Our thoughts, at TRTed
The TRAVERSE study provides welcome news for the medical community, as it did not find a significant difference in major cardiovascular events between patients in the testosterone group and placebo group. Going forward, this data, together with expert analysis, can be used to support the hypothesis that TRT does not increase the risk of a major cardiovascular event in patients at risk of or with existing cardiovascular disease.
However, some degree of caution is warranted when interpreting the TRAVERSE study. While differences in the incidence of major cardiovascular events were not statistically significant, results revealed an increased risk of non-fatal arrhythmias and venous thromboembolic events in the testosterone group. We therefore acknowledge and support current guidelines that testosterone should be used with caution in patients with a history of thromboembolic events, and this may now extend to patients with a history of arrhythmias. Further prospective research is needed to explore these markers further. It remains possible that the follow-up period of 32.9 months in the TRAVERSE clinical trial was not long enough to reliably measure cardiovascular outcomes with testosterone exposure, and longer-term exposure of TRT may lead to different outcomes. Ideally, well-controlled prospective research may be necessary to capture these long-term outcomes.
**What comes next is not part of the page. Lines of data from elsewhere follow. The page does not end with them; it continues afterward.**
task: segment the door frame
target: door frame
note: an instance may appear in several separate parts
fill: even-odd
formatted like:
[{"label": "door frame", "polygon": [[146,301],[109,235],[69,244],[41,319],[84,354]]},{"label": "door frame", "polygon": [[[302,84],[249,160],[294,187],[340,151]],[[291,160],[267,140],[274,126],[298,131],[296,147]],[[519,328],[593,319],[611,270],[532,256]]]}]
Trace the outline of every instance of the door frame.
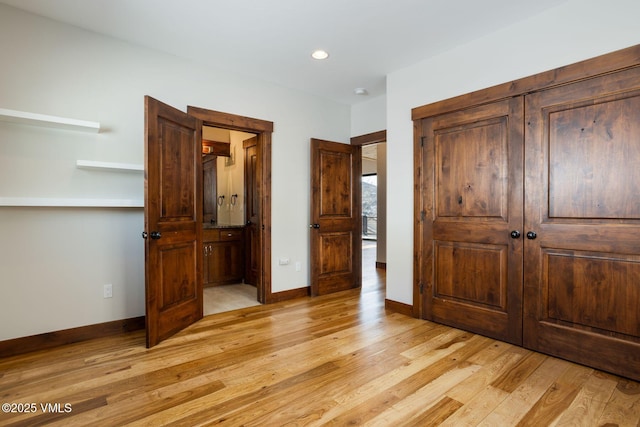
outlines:
[{"label": "door frame", "polygon": [[387,130],[379,130],[377,132],[371,132],[364,135],[358,135],[351,137],[351,145],[373,145],[387,142]]},{"label": "door frame", "polygon": [[[371,132],[371,133],[367,133],[364,135],[358,135],[358,136],[352,136],[351,140],[350,140],[351,145],[359,145],[360,147],[364,147],[365,145],[375,145],[375,144],[386,144],[387,143],[387,130],[383,129],[383,130],[379,130],[377,132]],[[360,200],[360,214],[362,215],[362,200]],[[386,229],[387,229],[387,225],[386,225],[386,221],[387,218],[385,216],[384,218],[385,221],[385,225],[384,225],[384,229],[385,229],[385,236],[386,236]],[[380,224],[380,218],[378,218],[378,224]],[[380,241],[378,240],[378,243]],[[385,237],[385,242],[386,243],[386,237]],[[384,270],[387,269],[387,264],[386,262],[384,264],[379,264],[376,261],[376,268],[382,268]],[[386,287],[386,286],[385,286]],[[389,300],[385,300],[385,304],[388,303]]]},{"label": "door frame", "polygon": [[187,114],[202,120],[202,124],[254,133],[258,138],[258,198],[260,205],[260,259],[258,262],[258,302],[274,302],[271,286],[271,135],[273,122],[187,106]]}]

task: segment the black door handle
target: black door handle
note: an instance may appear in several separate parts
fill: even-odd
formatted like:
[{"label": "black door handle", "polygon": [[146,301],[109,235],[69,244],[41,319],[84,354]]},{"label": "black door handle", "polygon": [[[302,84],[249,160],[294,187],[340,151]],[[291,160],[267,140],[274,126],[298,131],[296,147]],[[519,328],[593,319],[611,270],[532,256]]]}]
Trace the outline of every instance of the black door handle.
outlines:
[{"label": "black door handle", "polygon": [[533,240],[533,239],[535,239],[536,237],[538,237],[538,235],[535,233],[535,231],[529,231],[529,232],[527,233],[527,239],[529,239],[529,240]]},{"label": "black door handle", "polygon": [[309,224],[309,228],[320,228],[320,224]]},{"label": "black door handle", "polygon": [[146,231],[142,232],[142,238],[146,239],[147,237],[149,237],[149,233],[147,233]]},{"label": "black door handle", "polygon": [[162,234],[160,234],[159,231],[152,231],[151,233],[149,233],[149,236],[154,240],[158,240],[162,237]]},{"label": "black door handle", "polygon": [[520,232],[518,230],[513,230],[511,232],[511,238],[512,239],[517,239],[518,237],[520,237]]}]

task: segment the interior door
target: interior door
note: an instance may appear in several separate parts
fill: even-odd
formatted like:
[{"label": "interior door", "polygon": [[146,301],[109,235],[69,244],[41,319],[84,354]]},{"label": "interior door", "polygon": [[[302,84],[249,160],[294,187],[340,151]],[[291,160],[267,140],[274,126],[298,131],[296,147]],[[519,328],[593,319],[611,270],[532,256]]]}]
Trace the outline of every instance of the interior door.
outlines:
[{"label": "interior door", "polygon": [[422,121],[422,317],[522,344],[523,100]]},{"label": "interior door", "polygon": [[242,142],[244,148],[244,192],[245,192],[245,283],[256,286],[260,262],[260,199],[258,197],[258,137]]},{"label": "interior door", "polygon": [[202,159],[202,221],[218,222],[218,156],[209,154]]},{"label": "interior door", "polygon": [[147,347],[202,318],[202,123],[145,97]]},{"label": "interior door", "polygon": [[360,287],[362,218],[359,146],[311,140],[311,294]]},{"label": "interior door", "polygon": [[526,99],[524,345],[640,380],[640,70]]}]

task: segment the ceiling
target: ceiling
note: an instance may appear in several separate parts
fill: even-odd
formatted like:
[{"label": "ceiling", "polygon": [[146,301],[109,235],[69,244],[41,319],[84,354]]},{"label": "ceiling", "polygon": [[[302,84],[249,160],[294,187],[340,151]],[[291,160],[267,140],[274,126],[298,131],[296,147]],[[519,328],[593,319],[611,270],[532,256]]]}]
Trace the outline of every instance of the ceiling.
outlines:
[{"label": "ceiling", "polygon": [[[385,76],[568,0],[0,0],[133,44],[356,104]],[[325,49],[324,61],[311,58]],[[368,95],[355,95],[365,88]]]}]

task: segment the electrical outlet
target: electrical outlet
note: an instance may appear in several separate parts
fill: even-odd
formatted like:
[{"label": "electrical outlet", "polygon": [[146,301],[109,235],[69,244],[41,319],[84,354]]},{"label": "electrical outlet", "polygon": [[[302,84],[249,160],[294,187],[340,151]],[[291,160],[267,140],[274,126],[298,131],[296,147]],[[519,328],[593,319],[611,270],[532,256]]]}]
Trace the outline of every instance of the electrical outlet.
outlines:
[{"label": "electrical outlet", "polygon": [[296,261],[296,271],[302,270],[302,263],[300,261]]},{"label": "electrical outlet", "polygon": [[289,265],[289,262],[291,262],[291,261],[289,260],[289,258],[280,258],[280,259],[278,260],[278,264],[280,264],[280,265]]},{"label": "electrical outlet", "polygon": [[113,285],[111,283],[109,283],[107,285],[104,285],[103,297],[104,298],[112,298],[113,297]]}]

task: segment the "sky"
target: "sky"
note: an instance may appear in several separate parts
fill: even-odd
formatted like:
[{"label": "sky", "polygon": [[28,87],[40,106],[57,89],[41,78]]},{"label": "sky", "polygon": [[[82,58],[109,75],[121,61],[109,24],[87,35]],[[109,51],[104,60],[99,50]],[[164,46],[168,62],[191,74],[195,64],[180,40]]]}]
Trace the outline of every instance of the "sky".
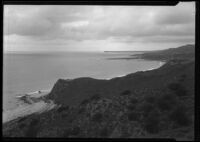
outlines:
[{"label": "sky", "polygon": [[195,3],[4,5],[4,51],[143,51],[194,44]]}]

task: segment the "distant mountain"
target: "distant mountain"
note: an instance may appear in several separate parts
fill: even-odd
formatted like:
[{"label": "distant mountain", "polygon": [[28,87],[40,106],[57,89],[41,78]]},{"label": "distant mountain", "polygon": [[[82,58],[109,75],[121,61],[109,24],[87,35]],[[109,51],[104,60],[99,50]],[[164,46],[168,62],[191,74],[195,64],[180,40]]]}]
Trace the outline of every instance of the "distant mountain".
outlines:
[{"label": "distant mountain", "polygon": [[194,53],[195,46],[188,44],[178,48],[170,48],[166,50],[152,51],[140,54],[138,57],[150,60],[194,59]]}]

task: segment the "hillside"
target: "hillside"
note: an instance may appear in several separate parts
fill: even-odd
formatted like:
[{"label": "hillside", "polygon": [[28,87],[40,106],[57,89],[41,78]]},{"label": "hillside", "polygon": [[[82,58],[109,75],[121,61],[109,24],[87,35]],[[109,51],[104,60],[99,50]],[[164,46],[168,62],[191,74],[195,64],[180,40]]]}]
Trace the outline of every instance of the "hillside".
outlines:
[{"label": "hillside", "polygon": [[162,51],[181,58],[151,71],[110,80],[59,79],[46,98],[57,107],[5,123],[3,136],[193,140],[195,62],[187,49]]},{"label": "hillside", "polygon": [[171,60],[171,59],[194,59],[195,46],[188,44],[178,48],[170,48],[166,50],[147,52],[138,55],[142,59],[151,60]]}]

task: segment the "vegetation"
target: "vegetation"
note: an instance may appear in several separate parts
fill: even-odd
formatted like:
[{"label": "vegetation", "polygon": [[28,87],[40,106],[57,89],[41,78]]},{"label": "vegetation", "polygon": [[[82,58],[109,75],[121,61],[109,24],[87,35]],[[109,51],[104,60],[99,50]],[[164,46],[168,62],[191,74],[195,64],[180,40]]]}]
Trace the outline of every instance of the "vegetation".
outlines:
[{"label": "vegetation", "polygon": [[168,87],[179,97],[187,96],[187,90],[180,83],[170,83]]},{"label": "vegetation", "polygon": [[63,112],[63,111],[67,111],[69,109],[69,106],[61,106],[57,109],[57,111],[60,113],[60,112]]},{"label": "vegetation", "polygon": [[169,111],[176,107],[178,100],[173,94],[164,94],[157,99],[158,108],[161,111]]},{"label": "vegetation", "polygon": [[95,94],[93,96],[90,97],[90,101],[97,101],[101,98],[100,94]]},{"label": "vegetation", "polygon": [[138,100],[136,98],[131,98],[130,99],[130,103],[131,104],[137,104],[138,103]]},{"label": "vegetation", "polygon": [[125,90],[121,93],[121,96],[126,96],[126,95],[130,95],[131,91],[130,90]]},{"label": "vegetation", "polygon": [[144,128],[149,133],[158,133],[160,123],[160,113],[153,109],[144,120]]},{"label": "vegetation", "polygon": [[39,124],[38,119],[34,118],[31,120],[31,122],[28,126],[28,130],[26,131],[27,137],[36,137],[36,135],[38,133],[38,124]]},{"label": "vegetation", "polygon": [[129,112],[128,113],[128,120],[129,121],[139,121],[140,120],[140,113],[138,113],[138,112]]},{"label": "vegetation", "polygon": [[109,136],[109,130],[107,127],[104,127],[102,130],[100,130],[100,137],[107,138]]},{"label": "vegetation", "polygon": [[169,118],[180,126],[188,126],[191,123],[189,116],[186,114],[186,108],[183,105],[175,108],[169,115]]},{"label": "vegetation", "polygon": [[98,122],[98,123],[102,122],[102,119],[103,119],[103,115],[100,112],[94,114],[92,117],[92,121]]}]

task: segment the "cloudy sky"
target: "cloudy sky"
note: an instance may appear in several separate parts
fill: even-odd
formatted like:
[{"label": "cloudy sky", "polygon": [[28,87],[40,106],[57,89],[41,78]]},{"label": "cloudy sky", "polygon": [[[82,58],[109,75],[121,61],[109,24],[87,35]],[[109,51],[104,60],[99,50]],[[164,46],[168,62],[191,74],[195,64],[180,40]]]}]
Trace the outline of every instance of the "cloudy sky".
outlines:
[{"label": "cloudy sky", "polygon": [[193,44],[195,3],[5,5],[4,51],[157,50]]}]

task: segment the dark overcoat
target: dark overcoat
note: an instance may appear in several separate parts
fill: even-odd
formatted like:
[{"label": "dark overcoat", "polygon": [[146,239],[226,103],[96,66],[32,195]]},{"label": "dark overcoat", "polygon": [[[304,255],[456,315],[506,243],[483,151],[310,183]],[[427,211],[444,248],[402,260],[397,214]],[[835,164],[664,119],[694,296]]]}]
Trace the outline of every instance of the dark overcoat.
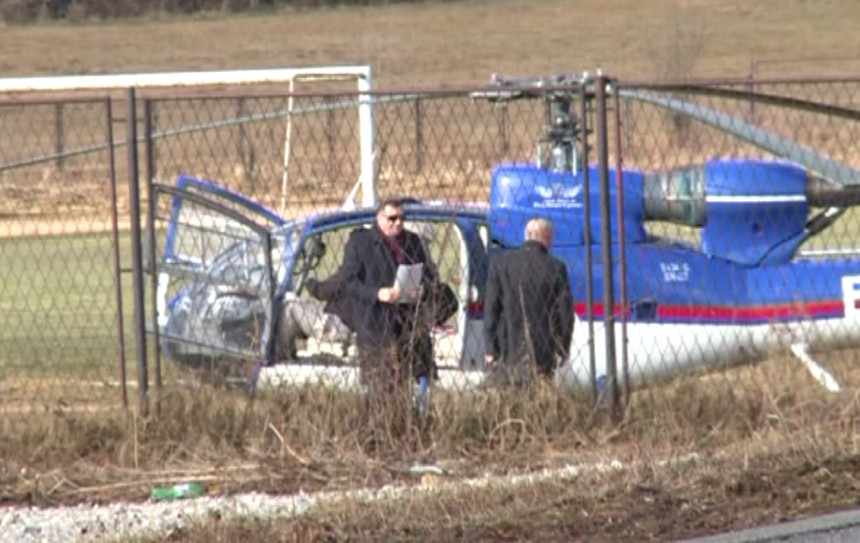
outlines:
[{"label": "dark overcoat", "polygon": [[[427,303],[438,278],[427,256],[421,238],[404,230],[400,238],[402,264],[424,265],[425,298]],[[398,342],[414,357],[415,375],[433,368],[430,338],[432,323],[419,322],[419,311],[413,304],[382,303],[377,298],[380,288],[394,284],[398,262],[394,252],[376,227],[355,230],[349,237],[344,258],[335,274],[323,282],[309,284],[311,294],[327,300],[326,310],[338,315],[356,334],[359,348],[384,346]]]},{"label": "dark overcoat", "polygon": [[493,256],[484,313],[488,355],[548,375],[568,356],[573,296],[564,262],[535,241]]}]

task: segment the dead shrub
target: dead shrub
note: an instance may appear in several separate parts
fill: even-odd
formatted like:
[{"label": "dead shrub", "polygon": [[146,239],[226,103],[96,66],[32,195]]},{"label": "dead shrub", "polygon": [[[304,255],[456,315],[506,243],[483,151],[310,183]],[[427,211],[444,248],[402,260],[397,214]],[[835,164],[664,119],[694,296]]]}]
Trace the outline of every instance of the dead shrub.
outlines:
[{"label": "dead shrub", "polygon": [[437,447],[476,455],[527,453],[560,440],[576,442],[588,430],[591,415],[583,398],[549,386],[440,393],[434,402]]},{"label": "dead shrub", "polygon": [[0,18],[11,25],[33,23],[41,18],[44,7],[44,0],[6,0],[0,2]]},{"label": "dead shrub", "polygon": [[137,17],[142,12],[143,7],[135,0],[76,0],[69,7],[66,18],[78,23],[90,19]]},{"label": "dead shrub", "polygon": [[[206,473],[225,491],[292,492],[335,480],[340,486],[390,483],[414,462],[456,462],[467,466],[464,473],[498,473],[588,457],[641,462],[722,451],[726,458],[745,458],[786,450],[787,444],[796,449],[791,458],[813,464],[850,452],[846,444],[855,440],[860,402],[822,397],[817,383],[801,370],[786,371],[785,363],[637,391],[620,424],[606,407],[551,386],[434,390],[429,414],[409,413],[400,419],[407,422],[402,431],[375,416],[374,404],[353,391],[308,385],[249,395],[171,384],[160,397],[153,392],[148,417],[71,411],[3,426],[0,458],[9,476],[0,478],[0,496],[57,499],[110,486],[106,480],[151,481],[162,473]],[[246,467],[225,474],[236,465]],[[213,466],[221,467],[211,471]],[[17,476],[22,470],[30,475]],[[44,474],[54,474],[54,483],[46,483]],[[650,481],[655,475],[642,470],[636,477]]]}]

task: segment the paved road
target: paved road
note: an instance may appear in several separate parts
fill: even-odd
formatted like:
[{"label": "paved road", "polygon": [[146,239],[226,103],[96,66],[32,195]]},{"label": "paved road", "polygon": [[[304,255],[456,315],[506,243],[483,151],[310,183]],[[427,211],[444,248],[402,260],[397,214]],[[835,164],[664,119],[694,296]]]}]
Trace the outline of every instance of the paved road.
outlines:
[{"label": "paved road", "polygon": [[860,541],[860,509],[761,528],[687,539],[681,543],[855,543]]}]

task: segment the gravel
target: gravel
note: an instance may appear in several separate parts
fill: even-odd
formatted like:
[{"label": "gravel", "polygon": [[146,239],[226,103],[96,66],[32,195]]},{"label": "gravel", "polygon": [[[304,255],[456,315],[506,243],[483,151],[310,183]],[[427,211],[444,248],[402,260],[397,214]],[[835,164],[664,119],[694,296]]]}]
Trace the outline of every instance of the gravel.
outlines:
[{"label": "gravel", "polygon": [[[698,455],[658,462],[688,463]],[[0,543],[30,543],[53,541],[127,541],[145,536],[167,538],[206,519],[277,519],[308,512],[311,508],[331,505],[338,501],[395,501],[417,493],[439,493],[471,487],[513,487],[539,481],[564,481],[577,478],[584,471],[617,472],[628,469],[618,460],[607,463],[567,465],[558,469],[540,470],[503,476],[485,475],[473,479],[447,479],[448,475],[435,466],[413,466],[417,476],[439,477],[430,485],[391,485],[375,489],[355,489],[273,496],[262,493],[232,496],[203,496],[172,502],[115,502],[108,505],[75,505],[69,507],[0,508]]]},{"label": "gravel", "polygon": [[127,541],[147,535],[166,537],[207,518],[297,515],[306,511],[312,501],[306,494],[251,493],[173,502],[5,507],[0,509],[0,542]]}]

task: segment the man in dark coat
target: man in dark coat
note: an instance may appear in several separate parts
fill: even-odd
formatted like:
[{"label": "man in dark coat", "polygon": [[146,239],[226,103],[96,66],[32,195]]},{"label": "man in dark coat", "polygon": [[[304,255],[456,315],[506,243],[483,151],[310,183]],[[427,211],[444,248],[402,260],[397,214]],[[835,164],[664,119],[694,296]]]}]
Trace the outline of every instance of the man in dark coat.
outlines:
[{"label": "man in dark coat", "polygon": [[487,384],[528,385],[568,356],[573,296],[564,262],[549,254],[552,223],[532,219],[523,245],[493,257],[484,332]]},{"label": "man in dark coat", "polygon": [[[435,266],[417,234],[405,230],[400,200],[383,201],[376,225],[354,231],[340,268],[329,279],[310,281],[312,295],[327,301],[356,335],[361,380],[371,396],[411,400],[411,380],[435,373],[432,322],[426,304],[437,283]],[[401,293],[395,286],[400,264],[424,264],[421,288]]]}]

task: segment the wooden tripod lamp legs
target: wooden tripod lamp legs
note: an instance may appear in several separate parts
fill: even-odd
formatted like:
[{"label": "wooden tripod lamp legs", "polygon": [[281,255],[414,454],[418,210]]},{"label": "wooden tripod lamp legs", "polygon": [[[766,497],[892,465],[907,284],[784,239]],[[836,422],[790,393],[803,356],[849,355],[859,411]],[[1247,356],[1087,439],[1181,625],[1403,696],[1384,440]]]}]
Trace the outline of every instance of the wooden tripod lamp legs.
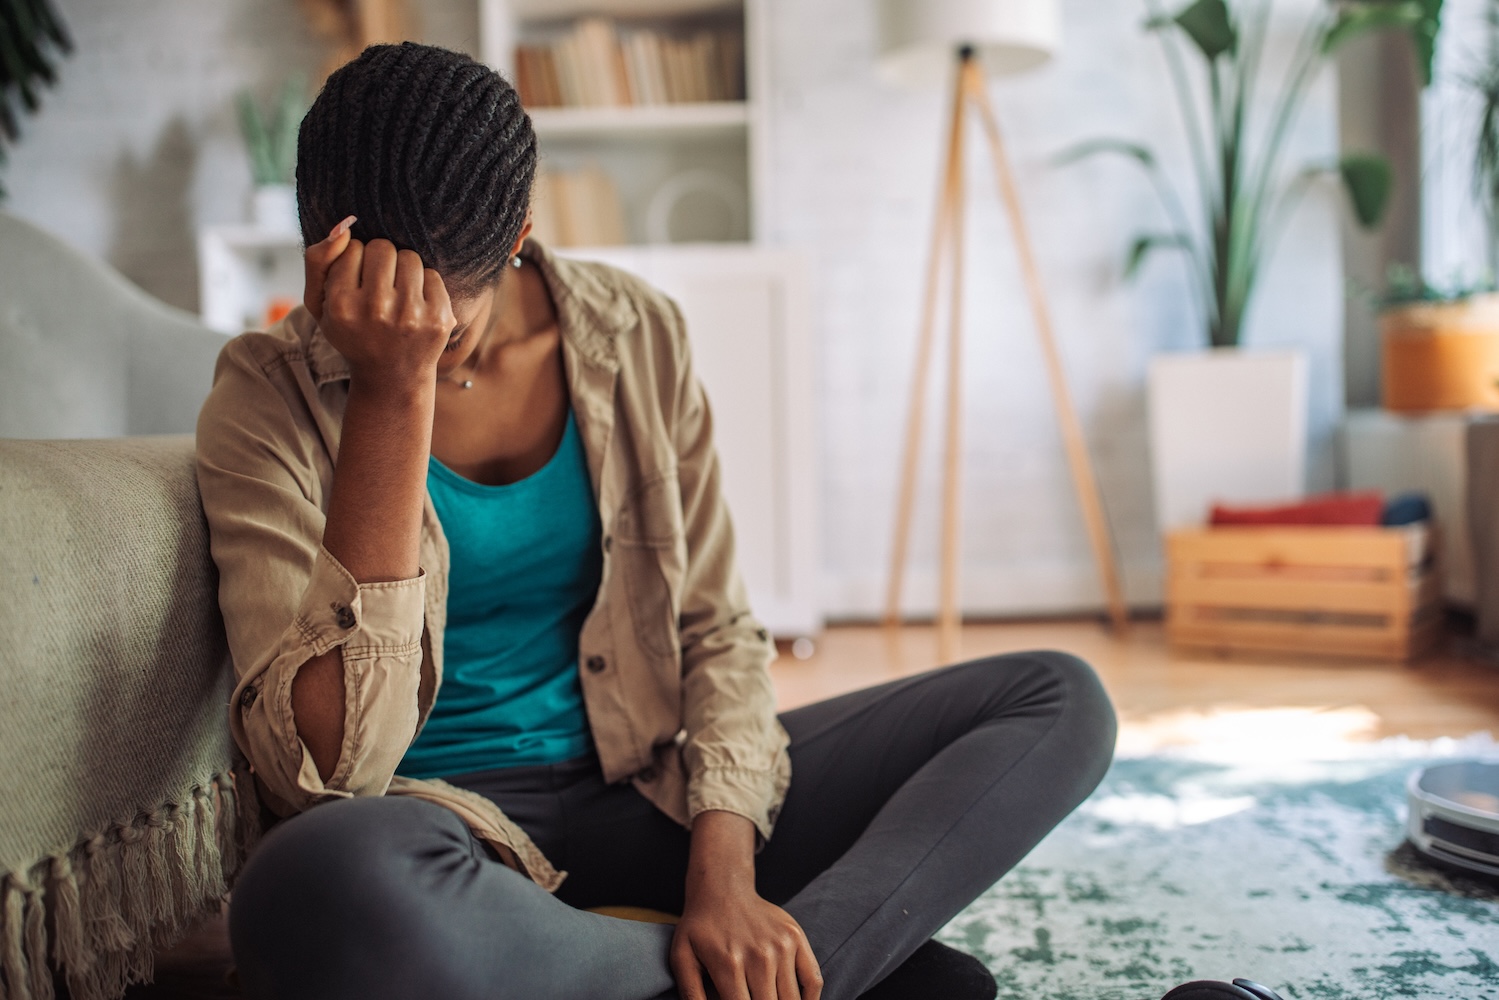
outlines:
[{"label": "wooden tripod lamp legs", "polygon": [[1051,324],[1051,309],[1046,304],[1046,295],[1041,290],[1041,270],[1036,266],[1036,254],[1031,247],[1030,230],[1026,228],[1025,213],[1020,209],[1020,195],[1015,187],[1015,175],[1010,169],[1010,158],[1005,155],[1005,145],[999,134],[999,119],[989,103],[989,92],[984,89],[983,77],[978,64],[968,60],[964,71],[973,79],[966,88],[968,97],[978,108],[979,120],[983,122],[984,134],[989,138],[989,150],[994,154],[994,170],[998,175],[999,193],[1004,199],[1005,210],[1010,215],[1010,225],[1015,230],[1015,247],[1020,255],[1020,269],[1025,277],[1025,288],[1031,300],[1031,312],[1036,317],[1036,329],[1041,335],[1041,350],[1046,358],[1046,374],[1051,381],[1051,398],[1057,408],[1057,423],[1062,429],[1062,443],[1067,450],[1067,464],[1072,470],[1072,488],[1077,493],[1078,503],[1083,508],[1083,520],[1088,525],[1088,540],[1093,546],[1093,559],[1098,563],[1098,575],[1103,580],[1104,594],[1109,603],[1109,619],[1114,630],[1122,633],[1128,626],[1128,613],[1124,607],[1124,591],[1119,585],[1119,569],[1114,563],[1114,540],[1109,533],[1108,520],[1104,517],[1103,501],[1098,492],[1098,480],[1093,475],[1093,462],[1088,457],[1088,444],[1083,438],[1082,425],[1077,419],[1077,408],[1072,403],[1072,393],[1067,388],[1067,376],[1062,371],[1062,355],[1057,350],[1057,338]]},{"label": "wooden tripod lamp legs", "polygon": [[911,513],[916,503],[916,468],[921,457],[921,431],[926,415],[926,387],[932,367],[932,340],[937,325],[937,294],[942,278],[942,258],[949,248],[953,217],[961,212],[956,204],[963,173],[963,94],[953,94],[952,125],[947,138],[947,160],[937,195],[937,216],[932,223],[932,249],[927,255],[926,289],[921,300],[921,334],[916,345],[916,368],[911,378],[911,404],[906,413],[905,446],[902,449],[900,499],[895,513],[895,544],[891,548],[890,579],[885,591],[885,624],[900,624],[900,592],[906,575],[906,548],[911,535]]},{"label": "wooden tripod lamp legs", "polygon": [[1040,271],[1036,266],[1030,234],[1021,211],[1014,174],[1005,154],[998,120],[984,88],[983,72],[975,59],[964,55],[960,57],[959,62],[957,89],[953,97],[951,130],[947,143],[947,163],[943,171],[942,191],[938,199],[936,221],[933,225],[932,252],[927,262],[921,334],[917,347],[916,370],[913,374],[911,407],[906,415],[905,447],[895,518],[895,539],[891,550],[890,580],[885,600],[885,622],[888,625],[896,625],[900,621],[901,584],[905,577],[911,515],[915,504],[922,417],[926,408],[926,383],[931,368],[938,285],[941,279],[943,250],[946,248],[952,261],[952,301],[949,317],[946,434],[942,480],[942,568],[937,614],[938,659],[944,663],[954,659],[958,652],[958,634],[961,627],[958,585],[962,555],[959,499],[962,467],[963,114],[970,102],[978,110],[983,122],[984,132],[989,140],[989,149],[994,158],[1000,196],[1009,213],[1011,225],[1014,227],[1015,245],[1020,258],[1022,277],[1041,338],[1052,400],[1056,405],[1057,421],[1061,426],[1067,462],[1072,472],[1073,489],[1077,493],[1078,502],[1083,510],[1083,518],[1087,523],[1093,557],[1098,564],[1099,576],[1102,578],[1104,593],[1108,599],[1109,618],[1115,631],[1119,633],[1124,631],[1128,621],[1123,590],[1119,585],[1118,567],[1114,560],[1113,540],[1108,522],[1104,517],[1098,481],[1093,474],[1093,464],[1088,457],[1082,427],[1077,419],[1072,395],[1067,388],[1066,376],[1062,371],[1062,359],[1056,346],[1051,311],[1042,291]]}]

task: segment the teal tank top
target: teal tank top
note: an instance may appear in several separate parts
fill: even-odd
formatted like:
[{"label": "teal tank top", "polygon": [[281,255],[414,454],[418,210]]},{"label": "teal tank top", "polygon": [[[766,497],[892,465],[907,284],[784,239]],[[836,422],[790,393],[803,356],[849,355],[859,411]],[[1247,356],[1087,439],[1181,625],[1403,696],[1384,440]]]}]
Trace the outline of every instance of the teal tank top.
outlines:
[{"label": "teal tank top", "polygon": [[485,486],[434,458],[427,489],[451,553],[442,686],[396,773],[436,778],[585,755],[593,744],[578,633],[603,554],[572,412],[534,475]]}]

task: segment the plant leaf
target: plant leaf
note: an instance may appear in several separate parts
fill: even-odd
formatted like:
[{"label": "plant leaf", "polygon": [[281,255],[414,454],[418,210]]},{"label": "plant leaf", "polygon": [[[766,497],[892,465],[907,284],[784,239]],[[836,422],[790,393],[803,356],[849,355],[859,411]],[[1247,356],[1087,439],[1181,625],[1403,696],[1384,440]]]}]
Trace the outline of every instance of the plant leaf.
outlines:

Nevertheless, the TRAVERSE study provides valuable insights into the cardiovascular safety of TRT in patients at risk of or with existing cardiovascular disease, this data may prompt a review of the current guidelines.
Dr. Steven Nissen, an author of the TRAVERSE trial, told Cleveland Clinic
- '’The question we were asking was were there more cardiovascular events in men who were getting testosterone compared to men who were getting a placebo. The answer is there were not, there were almost an identical number of events in the placebo group and in the men taking testosterone. Although we showed that in men with low testosterone levels and symptoms, that treatment of testosterone is safe, we do not want the results of the TRAVERSE trial to be used as a justification for the widespread treatment of men who are ageing unless they really are well documented to have low testosterone.’’
- ‘’There were also some safety concerns in the trial, there was a higher rate of clots in the legs, and in fact, the current guidelines suggest that men who have had clots in their legs should not be treated with testosterone. My advice is that men should go to an established medical centre where there are urologists or endocrinologists who are familiar with the data on the effects of testosterone who can evaluate them carefully and decide whether or not they should be treated.’’
- Aversa A, et al. J Sex Med 2010;7(10):3495–503.
- Budoff M, et al. JAMA 2017;317(7):708–716.
- Basaria S, et al. N Eng J Med 2010;363(2):109–22.
- Jayasena CN, et al. Clin Endocrinol 2022;96:200–219.
- Diem SH, et al. Ann Intern Med 2020;172(2):105–118.
- Lincoff AM, et al. NEJM 2023. DOI: 10.1056/NEJMoa2215025.